News

A Journalist Is Slain


21 JUNE 1979 — ABC News Correspondent Bill Stewart had just finished covering the revolution in Iran when he was sent to Nicaragua to cover the Sandinista Revolution. Not long after his arrival, members of Somoza’s National Guard executed Stewart at a road block in Managua. ABC cameraman Jack Clark (sitting on the car above) filmed the killing from inside the team’s van. The National Guardsmen apparently were unaware of the filming. The guardsmen also killed Stewart’s Nicaraguan interpreter, out of view of the cameraman who filmed Stewart’s execution. ABC transmitted the images to New York before Somoza could stop them, and the gruesome event was broadcast around the world. It was the end of U.S. Congressional support for Somoza, who billed himself as a staunch U.S. ally and anti-communist bulwark in Central America.

In the image above, Clark is seen near the case that would carry Stewart’s body — along with the vast majority of the foreign press corps covering the insurrection — being evacuated in a U.S.-loaned military plane to the Panama Canal Zone. I was one of a handful of journalists who stayed in Nicaragua to cover the war.

Two footnotes here: (1) Human rights groups accused Somoza’s National Guard of routinely and consistently conducting these execution-style killings of poor, defenseless Nicaraguans but it took the global broadcast of the killing of an American journalist to undermine Somoza’s support in the U.S. Congress. (2) Until two days prior to his killing, I had been working as Stewart’s interpreter, since I was a stringer for ABC Radio in the region and spoke Spanish. In other words, the Nicaraguan interpreter executed that day could have been me. This was the first in a long line of lucky incidents (for me) that partly explain why I’m still alive and writing this today.
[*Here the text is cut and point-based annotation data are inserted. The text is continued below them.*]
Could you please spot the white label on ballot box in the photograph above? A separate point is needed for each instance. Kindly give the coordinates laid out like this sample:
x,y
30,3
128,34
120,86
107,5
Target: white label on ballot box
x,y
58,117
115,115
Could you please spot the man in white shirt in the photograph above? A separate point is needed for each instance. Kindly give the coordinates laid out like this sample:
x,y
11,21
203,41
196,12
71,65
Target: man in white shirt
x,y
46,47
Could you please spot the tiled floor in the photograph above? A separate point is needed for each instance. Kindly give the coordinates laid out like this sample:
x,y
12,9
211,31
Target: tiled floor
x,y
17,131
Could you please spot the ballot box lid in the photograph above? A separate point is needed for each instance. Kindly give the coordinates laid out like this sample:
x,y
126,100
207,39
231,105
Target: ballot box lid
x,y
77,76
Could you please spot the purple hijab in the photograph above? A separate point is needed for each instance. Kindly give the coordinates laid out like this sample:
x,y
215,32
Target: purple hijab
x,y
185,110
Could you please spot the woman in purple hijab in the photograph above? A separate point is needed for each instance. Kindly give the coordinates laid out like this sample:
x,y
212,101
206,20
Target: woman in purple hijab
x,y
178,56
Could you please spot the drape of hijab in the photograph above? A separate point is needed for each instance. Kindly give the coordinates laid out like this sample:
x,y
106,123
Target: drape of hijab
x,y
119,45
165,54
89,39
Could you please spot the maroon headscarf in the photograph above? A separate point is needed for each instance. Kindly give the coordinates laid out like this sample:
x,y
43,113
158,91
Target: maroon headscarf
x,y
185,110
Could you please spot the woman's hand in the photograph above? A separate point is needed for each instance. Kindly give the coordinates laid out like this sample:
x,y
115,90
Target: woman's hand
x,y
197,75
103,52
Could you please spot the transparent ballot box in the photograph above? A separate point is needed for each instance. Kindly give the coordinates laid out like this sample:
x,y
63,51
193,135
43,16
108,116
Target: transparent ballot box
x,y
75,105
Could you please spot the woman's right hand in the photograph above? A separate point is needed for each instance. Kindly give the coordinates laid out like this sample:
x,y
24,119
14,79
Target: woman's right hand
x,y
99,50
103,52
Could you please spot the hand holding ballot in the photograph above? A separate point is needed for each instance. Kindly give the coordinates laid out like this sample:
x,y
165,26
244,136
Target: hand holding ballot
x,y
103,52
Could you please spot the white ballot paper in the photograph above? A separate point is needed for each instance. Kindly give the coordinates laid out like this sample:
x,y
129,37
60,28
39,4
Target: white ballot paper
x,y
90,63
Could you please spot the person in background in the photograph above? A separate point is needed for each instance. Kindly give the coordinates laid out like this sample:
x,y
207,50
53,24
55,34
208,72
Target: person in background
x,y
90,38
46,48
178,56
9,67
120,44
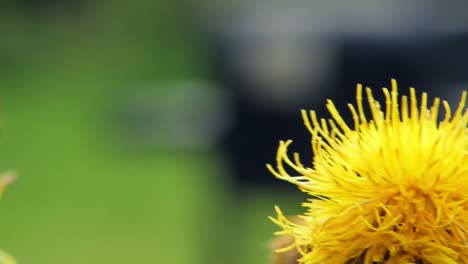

The image making and storytelling skills I acquired during this conflict were the foundation of my role today as a backpack journalist. As we mark the 30th anniversary of the Sandinista Revolution, I’ll be posting scans of some of the original images I made for UPI during that war, and explaining their significance. I do this in recognition and gratitude to the country and people who have given me so much. Thank you.